Certe serate hanno il sapore del cinema, il ritmo della televisione migliore e l’eleganza senza tempo di Napoli. È successo ancora una volta al Teatro San Carlo, dove la sesta edizione dei Nastri d’Argento Grandi Serie ha celebrato il momento d’oro della serialità italiana tra standing ovation, grandi ritorni e un ospite a sorpresa che ha infiammato il pubblico: Can Yaman.
L’attore internazionale, attesissimo protagonista del nuovo Sandokan, è apparso a sorpresa sul palco del San Carlo trasformando il finale della serata in un vero evento pop. Flash, applausi e fan in delirio per una presenza che conferma quanto la serialità italiana sia oggi sempre più internazionale.
Ma la notte dei Nastri è stata soprattutto una celebrazione del racconto seriale italiano, capace di mescolare qualità autoriale, intrattenimento e identità culturale.
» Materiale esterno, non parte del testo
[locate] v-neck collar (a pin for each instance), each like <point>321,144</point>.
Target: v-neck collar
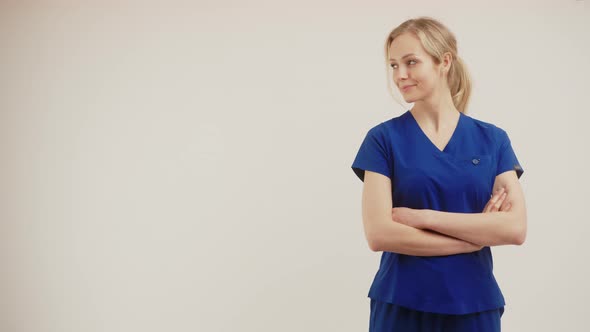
<point>429,142</point>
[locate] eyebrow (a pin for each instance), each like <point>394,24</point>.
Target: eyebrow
<point>405,56</point>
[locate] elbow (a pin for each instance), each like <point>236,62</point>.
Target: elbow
<point>374,243</point>
<point>519,236</point>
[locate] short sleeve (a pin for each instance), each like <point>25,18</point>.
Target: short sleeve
<point>373,155</point>
<point>506,157</point>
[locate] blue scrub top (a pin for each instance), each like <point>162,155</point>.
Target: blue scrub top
<point>459,179</point>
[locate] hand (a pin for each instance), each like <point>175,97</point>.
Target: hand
<point>498,202</point>
<point>412,217</point>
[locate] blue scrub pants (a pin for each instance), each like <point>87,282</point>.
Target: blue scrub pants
<point>388,317</point>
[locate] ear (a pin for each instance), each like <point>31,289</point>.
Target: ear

Tra i titoli premiati, trionfa come Migliore Commedia Call My Agent – Italia 3, mentre Prima di noi conquista il riconoscimento per il miglior drama. Atmosfere dark e tensione narrativa premiano invece Il Mostro come miglior crime e Il Falsario come miglior film tv. Successo assoluto per La Preside, il progetto ideato da Luca Zingaretti e diretto da Luca Miniero, che porta a casa il titolo di miglior dramedy e diventa anche la serie più votata dai giornalisti cinematografici.
Uno dei momenti più intensi della serata arriva con il riconoscimento a Portobello di Marco Bellocchio, designata “Serie dell’anno”. Un’opera che riporta al centro della memoria collettiva il caso Enzo Tortora, trasformando una ferita della storia italiana in un racconto potente e necessario. Sul palco, accanto a Bellocchio, il protagonista Fabrizio Gifuni e gran parte del cast creativo e artistico della serie.
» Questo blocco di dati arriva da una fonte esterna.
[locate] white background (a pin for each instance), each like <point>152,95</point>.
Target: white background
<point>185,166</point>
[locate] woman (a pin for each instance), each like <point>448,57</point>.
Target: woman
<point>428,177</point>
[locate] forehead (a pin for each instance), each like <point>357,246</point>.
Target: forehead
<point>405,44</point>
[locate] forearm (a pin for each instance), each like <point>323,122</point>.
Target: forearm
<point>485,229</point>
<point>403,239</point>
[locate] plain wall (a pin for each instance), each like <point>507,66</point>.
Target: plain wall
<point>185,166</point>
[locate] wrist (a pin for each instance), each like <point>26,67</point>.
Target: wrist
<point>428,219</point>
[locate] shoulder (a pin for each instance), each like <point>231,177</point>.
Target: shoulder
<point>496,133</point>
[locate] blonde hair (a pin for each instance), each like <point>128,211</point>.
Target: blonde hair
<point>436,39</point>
Applausi anche per gli interpreti più amati della stagione: Carolina Crescentini vince per Mrs Playmen, Luca Argentero per Avvocato Ligas, mentre Benedetta Porcaroli e Corrado Guzzanti conquistano i premi per i ruoli non protagonisti.
Tra i premi speciali, emoziona il riconoscimento a Luisa Ranieri per il talento e l’impegno civile portati in La Preside. Standing ovation per Carlo Verdone, premiato come Personaggio dell’anno, e per Lino Guanciale, celebrato come volto iconico della serialità italiana contemporanea.
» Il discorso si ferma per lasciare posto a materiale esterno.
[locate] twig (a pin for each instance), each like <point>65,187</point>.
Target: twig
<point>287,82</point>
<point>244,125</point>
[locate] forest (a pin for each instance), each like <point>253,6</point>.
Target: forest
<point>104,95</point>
La scrittura resta protagonista grazie all’omaggio a Maurizio de Giovanni e al Nastro SIAE assegnato a Ilaria Macchia, autrice capace di attraversare cinema e serie tv con una voce intensa e contemporanea.
Spazio anche alle nuove generazioni con i premi a Lea Gavino e Romano Reggiani, mentre Carmine Recano viene celebrato per il suo ruolo in Noi del rione Sanità.
E poi il gran finale, tutto cuore e memoria televisiva: il tributo a Un posto al sole, che compie trent’anni, e a Il Paradiso delle Signore, da dieci stagioni simbolo dell’immaginario daily italiano. Due mondi diversi, uniti dalla capacità di entrare ogni giorno nelle case degli italiani.
Tra glamour, racconto civile e grandi emozioni, i Nastri d’Argento Grandi Serie 2026 confermano una verità ormai evidente: la serialità italiana non è mai stata così viva, ambiziosa e internazionale.